Attendu que la demanderesse, s'appuyant sur cet article, le 16 novembre 2011, a mis en demeure la société SAS GE CAPITAL EQUIPEMENT FINANCE de restituer les échéances payées par la société PAVIFLOOR FRANGE, s'élevant, après vérification, à la somme de 3.255,12 €,

Mais attendu que cet article dispose :

« Si les formalités de publicité n'ont pas été accomplies dans les conditions fixées aux articles R. 313-4 à R. 313-6, l'entreprise de crédit-bail ne peut opposer aux créanciers ou ayants cause à titre onéreux de son client ses droits sur les biens dont elle a conservé la propriété, sauf si elle établit que les intéressés avaient eu connaissance de l'existence de ces droits.

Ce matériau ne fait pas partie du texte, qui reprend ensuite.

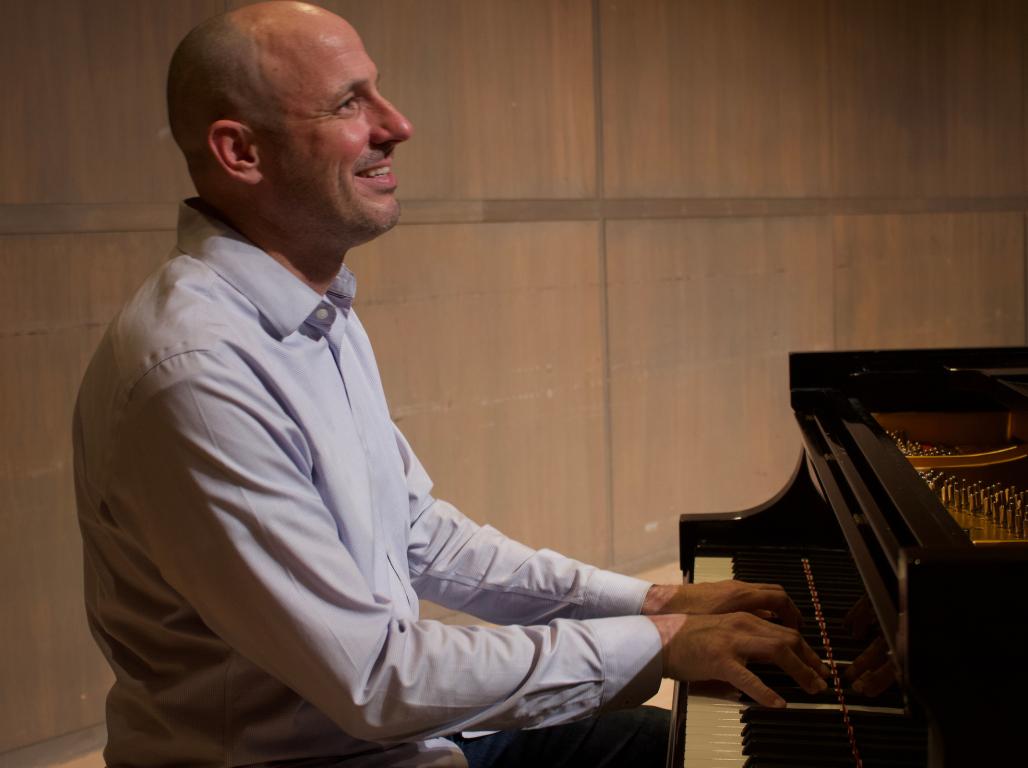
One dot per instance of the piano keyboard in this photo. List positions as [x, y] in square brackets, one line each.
[724, 731]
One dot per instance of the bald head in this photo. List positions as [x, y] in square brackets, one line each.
[278, 110]
[225, 68]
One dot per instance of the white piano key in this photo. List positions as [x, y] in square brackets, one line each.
[713, 727]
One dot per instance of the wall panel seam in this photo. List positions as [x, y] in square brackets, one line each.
[599, 193]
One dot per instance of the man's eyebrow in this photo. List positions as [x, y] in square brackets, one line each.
[352, 84]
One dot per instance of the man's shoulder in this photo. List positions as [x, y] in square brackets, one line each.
[182, 309]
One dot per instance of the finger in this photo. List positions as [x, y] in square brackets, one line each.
[807, 678]
[750, 685]
[794, 641]
[775, 600]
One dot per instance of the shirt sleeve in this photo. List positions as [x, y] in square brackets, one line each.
[476, 569]
[220, 499]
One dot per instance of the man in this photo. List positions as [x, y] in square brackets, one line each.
[257, 533]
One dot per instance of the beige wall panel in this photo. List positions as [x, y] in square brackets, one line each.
[56, 298]
[54, 680]
[708, 98]
[489, 341]
[501, 94]
[702, 315]
[927, 98]
[83, 84]
[53, 282]
[934, 280]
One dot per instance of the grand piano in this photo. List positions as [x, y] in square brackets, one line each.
[908, 506]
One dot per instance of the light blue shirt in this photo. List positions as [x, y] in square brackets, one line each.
[257, 535]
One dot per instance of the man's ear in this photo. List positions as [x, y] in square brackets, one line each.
[234, 149]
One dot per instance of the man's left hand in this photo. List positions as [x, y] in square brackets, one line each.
[766, 600]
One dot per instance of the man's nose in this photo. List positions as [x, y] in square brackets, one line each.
[391, 125]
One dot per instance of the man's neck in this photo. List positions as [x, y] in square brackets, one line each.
[315, 267]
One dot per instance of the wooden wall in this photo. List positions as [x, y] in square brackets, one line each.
[620, 216]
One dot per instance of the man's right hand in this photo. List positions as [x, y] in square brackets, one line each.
[719, 647]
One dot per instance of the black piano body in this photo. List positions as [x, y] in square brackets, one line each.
[946, 577]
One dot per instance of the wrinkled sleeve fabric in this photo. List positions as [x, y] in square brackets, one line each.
[220, 498]
[476, 569]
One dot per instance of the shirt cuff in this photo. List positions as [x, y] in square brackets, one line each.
[609, 593]
[630, 651]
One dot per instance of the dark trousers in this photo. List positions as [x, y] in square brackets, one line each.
[636, 738]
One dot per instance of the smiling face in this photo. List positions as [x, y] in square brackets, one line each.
[326, 159]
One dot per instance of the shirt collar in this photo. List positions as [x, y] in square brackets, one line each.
[279, 295]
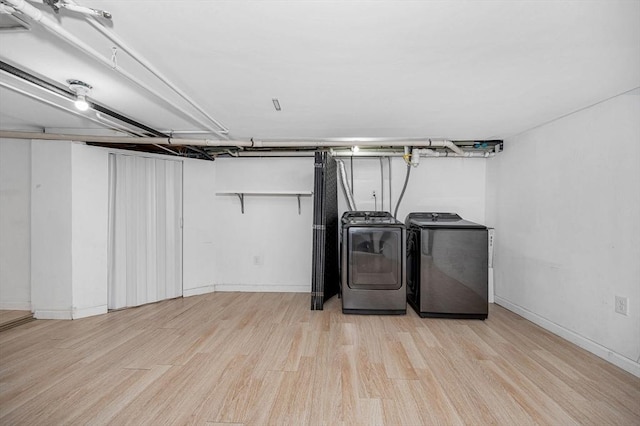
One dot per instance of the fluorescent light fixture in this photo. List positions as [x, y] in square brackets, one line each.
[81, 89]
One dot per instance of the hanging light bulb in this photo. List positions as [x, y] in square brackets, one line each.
[81, 89]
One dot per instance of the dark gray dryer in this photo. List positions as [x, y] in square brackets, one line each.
[373, 279]
[447, 266]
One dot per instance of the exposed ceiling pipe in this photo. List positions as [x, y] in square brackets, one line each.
[121, 139]
[346, 189]
[364, 143]
[36, 15]
[58, 106]
[225, 143]
[476, 154]
[149, 67]
[66, 94]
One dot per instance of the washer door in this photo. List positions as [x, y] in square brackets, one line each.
[375, 258]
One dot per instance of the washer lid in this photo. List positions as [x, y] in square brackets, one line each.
[439, 220]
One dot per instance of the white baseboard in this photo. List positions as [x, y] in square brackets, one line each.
[15, 306]
[52, 314]
[89, 312]
[264, 288]
[187, 292]
[605, 353]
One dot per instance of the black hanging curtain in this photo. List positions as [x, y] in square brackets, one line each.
[325, 281]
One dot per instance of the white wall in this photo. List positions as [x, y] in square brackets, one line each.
[15, 224]
[89, 216]
[437, 184]
[51, 273]
[566, 207]
[268, 248]
[200, 215]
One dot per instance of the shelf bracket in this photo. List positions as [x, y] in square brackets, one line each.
[241, 197]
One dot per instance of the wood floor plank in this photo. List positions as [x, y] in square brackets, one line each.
[254, 359]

Attendu que le Tribunal relève que cet article concerne les droits sur les biens et non les droits du crédit bailleur sur les mensualités antérieures à la liquidation,

Attendu que la SELARL GAUTHIER SOHM ès-qualités de Liquidateur de la société PAVIFLOOR FRANCE ne produit aucun élément autre de nature à soutenir ses prétentions » ;

Alors, d'une part, que le juge doit, en toutes circonstances, faire observer et observer lui-même le principe de la contradiction ; qu'en relevant d'office, sans le soumettre à la discussion préalable des parties, le moyen tiré de ce que l'article R. 313-10 du code monétaire et financier ne concernait que les droits sur les biens et non les droits du crédit-bailleur sur les mensualités antérieures à la liquidation, le tribunal a violé l'article 16 du code de procédure civile ;

Alors, d'autre part, que le contrat de crédit-bail qui n'a pas été régulièrement publié à la date du jugement d'ouverture est inopposable aux créanciers du crédit-preneur, ainsi qu'au mandataire judiciaire ; qu'il en résulte que les paiements effectués par le crédit-preneur au crédit-bailleur, en vertu du contrat non publié, doivent être restitués au mandataire judiciaire, en ce qu'ils ont affecté le droit de gage des créanciers de la procédure ; qu'en retenant cependant que la publicité n'affectait que l'opposabilité du droit du propriété du crédit-bailleur et non les droits du crédit-bailleur sur les mensualités antérieures à la liquidation, le tribunal a violé l'article R. 313-10 du code monétaire et financier.